Hildegard verfasste hierzu einige medizinische Abhandlungen. Die meisten erhaltenen stammen jedoch aus den Jahrhunderten nach ihr und wurden wohl eher von ihr inspiriert als direkt geschrieben. Spannend ist hierbei, dass sich Hildegard sowohl der anrüchigen Kräuterkunde als auch Themen, die mit Sexualität zusammenhängen, sehr unverkrampft näherte. Ein Satz wie «Auch in den Geschlechtsteilen des Menschen blüht die Vernunft, so dass ein Mensch weiss, was er zu tun und lassen hat. Daher hat er Genuss an diesem Werk» war damals revolutionär.
Gewissensgeleitet
Immer wieder setzte sich Hildegard bewusst zwischen die Stühle: Sie redete Kaiser Barbarossa mehrfach deutlich ins Gewissen.

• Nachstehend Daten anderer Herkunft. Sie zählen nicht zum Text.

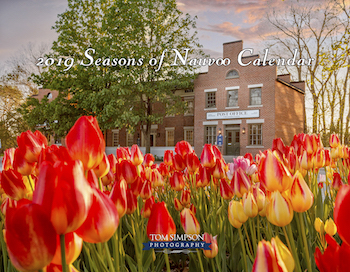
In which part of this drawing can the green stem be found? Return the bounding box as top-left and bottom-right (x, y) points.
(210, 258), (216, 272)
(243, 224), (253, 256)
(60, 234), (68, 272)
(104, 242), (116, 272)
(298, 212), (312, 272)
(286, 224), (302, 272)
(238, 228), (248, 272)
(257, 215), (260, 241)
(98, 177), (103, 191)
(196, 249), (205, 272)
(131, 217), (143, 272)
(164, 252), (171, 272)
(113, 231), (120, 272)
(249, 218), (257, 255)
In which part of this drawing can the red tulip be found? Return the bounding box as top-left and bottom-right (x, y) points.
(126, 188), (137, 214)
(17, 130), (47, 163)
(33, 160), (93, 234)
(158, 162), (169, 176)
(131, 144), (144, 166)
(140, 180), (152, 199)
(231, 167), (251, 198)
(332, 173), (344, 191)
(189, 203), (196, 215)
(200, 144), (216, 168)
(120, 160), (138, 184)
(170, 171), (185, 191)
(174, 198), (183, 211)
(75, 187), (119, 243)
(101, 169), (115, 186)
(173, 154), (186, 171)
(13, 147), (35, 176)
(116, 147), (130, 162)
(213, 159), (226, 179)
(109, 179), (127, 218)
(150, 168), (164, 187)
(196, 165), (211, 188)
(186, 152), (200, 174)
(130, 176), (144, 196)
(5, 203), (57, 271)
(65, 116), (105, 170)
(164, 150), (174, 166)
(330, 133), (340, 148)
(212, 145), (223, 161)
(51, 232), (83, 265)
(141, 196), (155, 218)
(334, 185), (350, 245)
(175, 141), (193, 159)
(1, 169), (30, 200)
(244, 153), (254, 164)
(45, 263), (79, 272)
(2, 147), (15, 171)
(290, 171), (314, 212)
(144, 153), (155, 167)
(147, 202), (176, 241)
(108, 154), (118, 173)
(180, 208), (200, 235)
(220, 179), (234, 200)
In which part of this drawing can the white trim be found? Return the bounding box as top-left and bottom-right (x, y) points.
(203, 121), (218, 125)
(223, 120), (242, 125)
(204, 108), (217, 110)
(204, 88), (217, 92)
(225, 86), (240, 90)
(165, 127), (175, 131)
(225, 106), (240, 109)
(143, 125), (159, 130)
(183, 126), (194, 130)
(111, 129), (119, 133)
(246, 119), (264, 124)
(246, 145), (264, 148)
(248, 105), (263, 108)
(248, 84), (263, 88)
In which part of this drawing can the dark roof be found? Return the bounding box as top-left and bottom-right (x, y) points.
(223, 40), (243, 45)
(276, 78), (305, 94)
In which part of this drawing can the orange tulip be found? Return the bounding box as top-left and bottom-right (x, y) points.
(175, 140), (193, 159)
(107, 154), (118, 173)
(330, 133), (340, 148)
(141, 196), (155, 218)
(147, 202), (176, 241)
(203, 233), (218, 259)
(290, 171), (314, 212)
(200, 144), (216, 168)
(144, 153), (155, 167)
(93, 152), (110, 178)
(186, 152), (200, 174)
(150, 168), (164, 187)
(220, 179), (234, 200)
(109, 179), (127, 218)
(5, 203), (57, 271)
(1, 169), (30, 200)
(174, 198), (184, 211)
(174, 154), (186, 171)
(259, 150), (292, 193)
(126, 188), (137, 214)
(65, 116), (105, 170)
(252, 240), (279, 272)
(196, 165), (210, 188)
(33, 160), (93, 234)
(130, 144), (144, 166)
(180, 208), (200, 235)
(164, 150), (174, 166)
(180, 189), (191, 207)
(213, 159), (226, 179)
(170, 171), (185, 191)
(2, 147), (15, 171)
(17, 130), (47, 163)
(231, 167), (251, 198)
(120, 160), (138, 184)
(140, 180), (152, 200)
(13, 148), (35, 176)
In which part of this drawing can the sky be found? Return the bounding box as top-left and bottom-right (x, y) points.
(0, 0), (332, 71)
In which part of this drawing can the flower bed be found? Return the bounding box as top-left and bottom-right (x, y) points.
(0, 116), (349, 272)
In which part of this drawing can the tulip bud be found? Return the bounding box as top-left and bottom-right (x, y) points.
(314, 149), (325, 169)
(271, 237), (295, 272)
(174, 198), (183, 211)
(220, 179), (234, 200)
(197, 165), (210, 188)
(150, 169), (164, 187)
(267, 191), (293, 227)
(259, 150), (293, 192)
(189, 203), (196, 215)
(242, 192), (258, 218)
(93, 153), (110, 178)
(144, 153), (155, 167)
(109, 179), (127, 218)
(324, 218), (337, 236)
(107, 154), (118, 174)
(252, 240), (279, 272)
(332, 173), (343, 190)
(203, 233), (218, 259)
(116, 147), (130, 162)
(175, 141), (193, 159)
(2, 148), (15, 171)
(213, 159), (226, 179)
(170, 171), (185, 191)
(324, 149), (331, 166)
(200, 144), (216, 168)
(173, 154), (186, 171)
(142, 196), (155, 218)
(186, 152), (200, 174)
(180, 208), (200, 235)
(126, 188), (137, 214)
(1, 169), (30, 200)
(164, 150), (174, 166)
(130, 145), (144, 166)
(140, 180), (152, 200)
(231, 167), (251, 198)
(147, 202), (176, 241)
(121, 160), (138, 184)
(13, 148), (35, 176)
(17, 130), (46, 163)
(228, 200), (248, 224)
(290, 171), (313, 212)
(251, 184), (266, 212)
(330, 133), (340, 148)
(180, 189), (191, 207)
(314, 218), (324, 233)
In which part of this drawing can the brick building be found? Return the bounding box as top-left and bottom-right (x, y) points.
(193, 40), (305, 156)
(33, 40), (305, 157)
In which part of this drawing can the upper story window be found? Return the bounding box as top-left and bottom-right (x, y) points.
(47, 93), (53, 99)
(205, 92), (216, 108)
(250, 87), (262, 105)
(227, 90), (238, 107)
(226, 69), (239, 79)
(184, 98), (194, 116)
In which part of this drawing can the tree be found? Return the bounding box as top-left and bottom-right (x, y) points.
(265, 0), (350, 140)
(29, 0), (203, 153)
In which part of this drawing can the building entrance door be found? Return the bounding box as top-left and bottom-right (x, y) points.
(226, 128), (240, 156)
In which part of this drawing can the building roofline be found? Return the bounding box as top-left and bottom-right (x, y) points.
(242, 54), (259, 59)
(276, 78), (305, 94)
(223, 40), (243, 45)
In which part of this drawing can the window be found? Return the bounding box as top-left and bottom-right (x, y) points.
(127, 131), (134, 147)
(184, 127), (194, 146)
(226, 69), (239, 79)
(206, 92), (216, 108)
(112, 130), (119, 147)
(250, 87), (261, 105)
(227, 90), (238, 107)
(205, 126), (216, 145)
(249, 124), (262, 145)
(184, 98), (194, 116)
(166, 128), (175, 146)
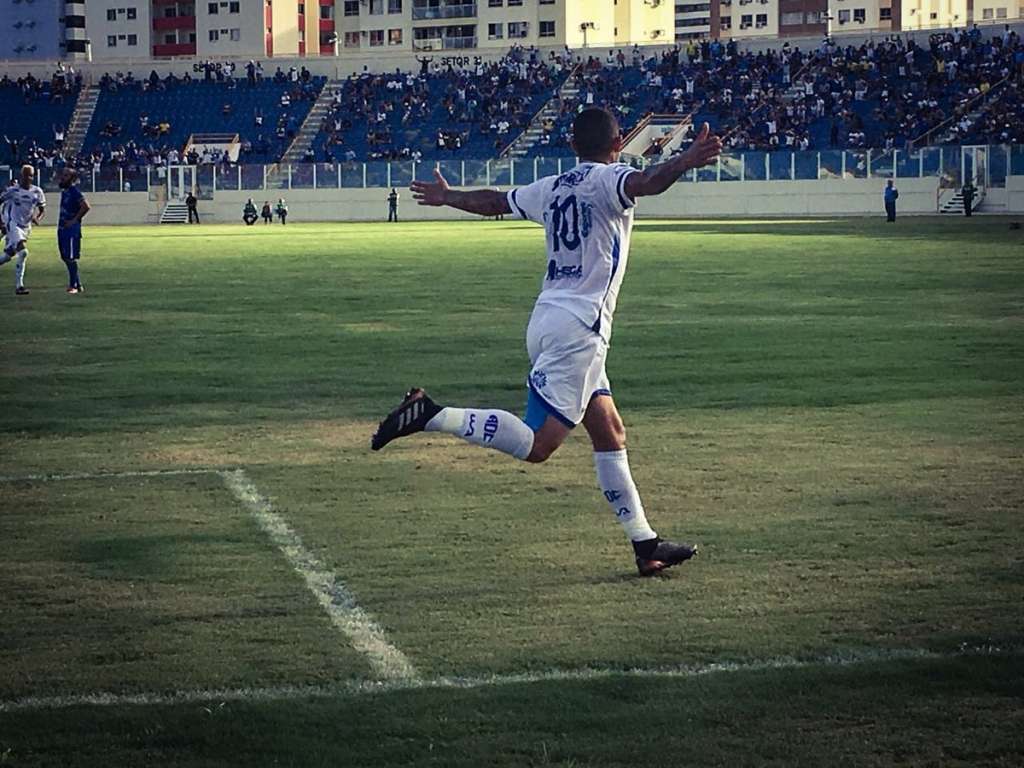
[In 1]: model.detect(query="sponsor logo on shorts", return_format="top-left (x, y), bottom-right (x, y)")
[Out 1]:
top-left (530, 370), bottom-right (548, 390)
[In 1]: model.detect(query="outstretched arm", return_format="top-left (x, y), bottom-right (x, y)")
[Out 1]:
top-left (410, 170), bottom-right (512, 217)
top-left (623, 122), bottom-right (723, 200)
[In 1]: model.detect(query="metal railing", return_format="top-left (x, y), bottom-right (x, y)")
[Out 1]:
top-left (5, 144), bottom-right (1021, 194)
top-left (411, 3), bottom-right (477, 20)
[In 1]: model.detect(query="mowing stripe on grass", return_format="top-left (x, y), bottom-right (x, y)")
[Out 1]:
top-left (0, 467), bottom-right (418, 684)
top-left (0, 468), bottom-right (218, 483)
top-left (0, 645), bottom-right (1016, 713)
top-left (221, 469), bottom-right (419, 683)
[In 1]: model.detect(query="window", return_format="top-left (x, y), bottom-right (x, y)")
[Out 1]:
top-left (230, 0), bottom-right (240, 10)
top-left (389, 27), bottom-right (403, 44)
top-left (369, 0), bottom-right (384, 13)
top-left (164, 6), bottom-right (178, 17)
top-left (297, 2), bottom-right (305, 13)
top-left (208, 2), bottom-right (218, 13)
top-left (508, 21), bottom-right (528, 37)
top-left (508, 0), bottom-right (522, 5)
top-left (539, 20), bottom-right (555, 37)
top-left (489, 0), bottom-right (503, 5)
top-left (488, 21), bottom-right (503, 38)
top-left (344, 30), bottom-right (360, 46)
top-left (106, 9), bottom-right (116, 20)
top-left (879, 6), bottom-right (891, 19)
top-left (781, 11), bottom-right (803, 23)
top-left (929, 11), bottom-right (937, 18)
top-left (388, 0), bottom-right (403, 11)
top-left (755, 12), bottom-right (767, 25)
top-left (344, 0), bottom-right (360, 15)
top-left (740, 13), bottom-right (751, 26)
top-left (230, 27), bottom-right (240, 40)
top-left (720, 15), bottom-right (731, 28)
top-left (676, 2), bottom-right (710, 10)
top-left (127, 33), bottom-right (138, 45)
top-left (370, 29), bottom-right (384, 45)
top-left (982, 7), bottom-right (993, 17)
top-left (209, 29), bottom-right (219, 40)
top-left (188, 31), bottom-right (196, 42)
top-left (996, 6), bottom-right (1007, 17)
top-left (540, 0), bottom-right (554, 4)
top-left (853, 8), bottom-right (865, 21)
top-left (107, 34), bottom-right (117, 46)
top-left (126, 7), bottom-right (137, 19)
top-left (321, 4), bottom-right (334, 18)
top-left (837, 8), bottom-right (850, 22)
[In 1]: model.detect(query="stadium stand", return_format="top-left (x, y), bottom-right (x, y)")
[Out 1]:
top-left (0, 31), bottom-right (1020, 173)
top-left (79, 64), bottom-right (326, 165)
top-left (0, 67), bottom-right (80, 167)
top-left (309, 46), bottom-right (568, 163)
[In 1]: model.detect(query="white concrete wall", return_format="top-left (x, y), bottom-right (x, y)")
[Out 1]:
top-left (76, 176), bottom-right (1023, 225)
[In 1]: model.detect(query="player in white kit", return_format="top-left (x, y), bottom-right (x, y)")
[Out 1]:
top-left (0, 165), bottom-right (47, 295)
top-left (371, 109), bottom-right (722, 576)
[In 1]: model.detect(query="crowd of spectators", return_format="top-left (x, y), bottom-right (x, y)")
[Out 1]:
top-left (1, 30), bottom-right (1022, 176)
top-left (313, 44), bottom-right (567, 162)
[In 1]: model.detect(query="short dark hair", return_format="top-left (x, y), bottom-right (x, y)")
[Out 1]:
top-left (572, 108), bottom-right (621, 159)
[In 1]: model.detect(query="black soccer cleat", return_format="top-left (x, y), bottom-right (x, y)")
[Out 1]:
top-left (633, 537), bottom-right (698, 577)
top-left (14, 286), bottom-right (29, 296)
top-left (370, 387), bottom-right (442, 451)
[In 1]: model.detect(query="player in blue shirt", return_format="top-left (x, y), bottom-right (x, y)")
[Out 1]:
top-left (57, 168), bottom-right (90, 294)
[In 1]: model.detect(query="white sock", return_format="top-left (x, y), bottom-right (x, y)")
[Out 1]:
top-left (14, 250), bottom-right (26, 289)
top-left (425, 407), bottom-right (534, 460)
top-left (594, 449), bottom-right (657, 542)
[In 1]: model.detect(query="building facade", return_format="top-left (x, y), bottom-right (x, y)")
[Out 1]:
top-left (0, 0), bottom-right (1019, 62)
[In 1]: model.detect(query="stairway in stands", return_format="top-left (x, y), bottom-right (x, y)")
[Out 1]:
top-left (281, 80), bottom-right (335, 163)
top-left (939, 186), bottom-right (984, 214)
top-left (160, 201), bottom-right (190, 224)
top-left (63, 85), bottom-right (100, 157)
top-left (503, 65), bottom-right (580, 159)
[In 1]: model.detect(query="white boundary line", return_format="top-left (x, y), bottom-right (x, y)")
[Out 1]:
top-left (221, 469), bottom-right (418, 682)
top-left (1, 467), bottom-right (418, 684)
top-left (0, 646), bottom-right (1016, 713)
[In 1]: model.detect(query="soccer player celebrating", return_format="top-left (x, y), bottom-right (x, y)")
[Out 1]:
top-left (372, 108), bottom-right (722, 576)
top-left (58, 168), bottom-right (90, 294)
top-left (0, 164), bottom-right (46, 296)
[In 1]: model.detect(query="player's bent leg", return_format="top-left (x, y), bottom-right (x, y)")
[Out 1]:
top-left (584, 394), bottom-right (697, 576)
top-left (371, 388), bottom-right (539, 460)
top-left (524, 416), bottom-right (571, 463)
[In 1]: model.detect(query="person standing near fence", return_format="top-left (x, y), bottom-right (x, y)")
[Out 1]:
top-left (961, 181), bottom-right (977, 217)
top-left (275, 198), bottom-right (288, 224)
top-left (186, 190), bottom-right (200, 224)
top-left (388, 188), bottom-right (399, 222)
top-left (883, 180), bottom-right (898, 222)
top-left (57, 168), bottom-right (90, 294)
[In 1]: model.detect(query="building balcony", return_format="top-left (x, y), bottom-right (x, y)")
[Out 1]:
top-left (411, 3), bottom-right (477, 21)
top-left (153, 15), bottom-right (197, 31)
top-left (413, 35), bottom-right (477, 50)
top-left (152, 42), bottom-right (197, 56)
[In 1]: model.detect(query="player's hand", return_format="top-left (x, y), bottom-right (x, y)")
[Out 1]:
top-left (410, 169), bottom-right (450, 206)
top-left (681, 122), bottom-right (722, 171)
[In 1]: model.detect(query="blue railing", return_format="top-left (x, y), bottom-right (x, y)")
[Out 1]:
top-left (7, 144), bottom-right (1022, 194)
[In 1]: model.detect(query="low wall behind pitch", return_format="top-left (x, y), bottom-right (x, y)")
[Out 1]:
top-left (79, 176), bottom-right (1023, 225)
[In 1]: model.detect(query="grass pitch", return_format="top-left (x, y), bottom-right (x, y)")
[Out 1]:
top-left (1, 217), bottom-right (1022, 766)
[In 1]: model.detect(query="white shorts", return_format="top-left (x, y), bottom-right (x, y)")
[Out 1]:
top-left (525, 303), bottom-right (611, 428)
top-left (5, 224), bottom-right (29, 251)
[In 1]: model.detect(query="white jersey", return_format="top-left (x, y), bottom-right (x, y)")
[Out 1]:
top-left (507, 161), bottom-right (638, 342)
top-left (0, 184), bottom-right (46, 230)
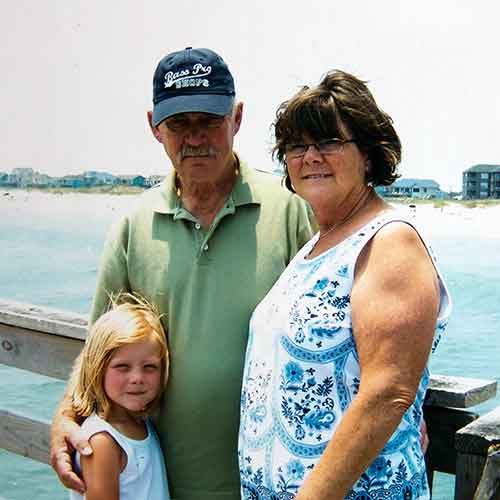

Sie bezog politisch Stellung. Und schliesslich liess sie einen exkommunizierten Adligen auf dem Klosterfriedhof beisetzen. Dieser hatte zwar noch Busse getan, doch Kirchenobere bestanden darauf, dass er exhumiert und auf den Schandacker gebracht würde. Hildegard widersetzte sich, die Gerechtigkeit stehe über dem Gehorsam, antwortete sie der Kirche. Daraufhin wurde über sie und das Kloster das «Interdikt» verhängt – dort durften fortan keine Sakramente mehr gespendet werden. Das schadete jedoch weder Hildegards Ruhm noch ihrer Anziehungskraft, denn «es brannte in ihrer Brust eine Liebe, die keinen Menschen ausschloss» erklärte ihr Biograf, der Mönch Gottfried Theoderich, dazu. An dieser frommen und besonderen Frau kam und kommt die Kirche nicht vorbei. Bereits zu ihren Lebzeiten wurde sie von einigen als Heilige verehrt, seit 2012 ist sie eine der ganz wenigen Frauen, die die katholische Kirche als «Kirchenlehrerin» bezeichnet.
Hildegard heute
Vieles, was Hildegard heute zugeschrieben wird, wird ihr sicher nicht gerecht. Sie war nicht emanzipiert im heutigen Sinne. Aber hinter Mythen und Vereinnahmungen steckt eine Frau, die es sich zu entdecken lohnt. Und dass ihre Art zu denken und zu glauben bis heute anschlussfähig sind, zeigt, dass sie vieles richtig gemacht hat. Sie bezeugte auch: «Gottes Sohn wurde Mensch, damit der Mensch Heimat habe in Gott.»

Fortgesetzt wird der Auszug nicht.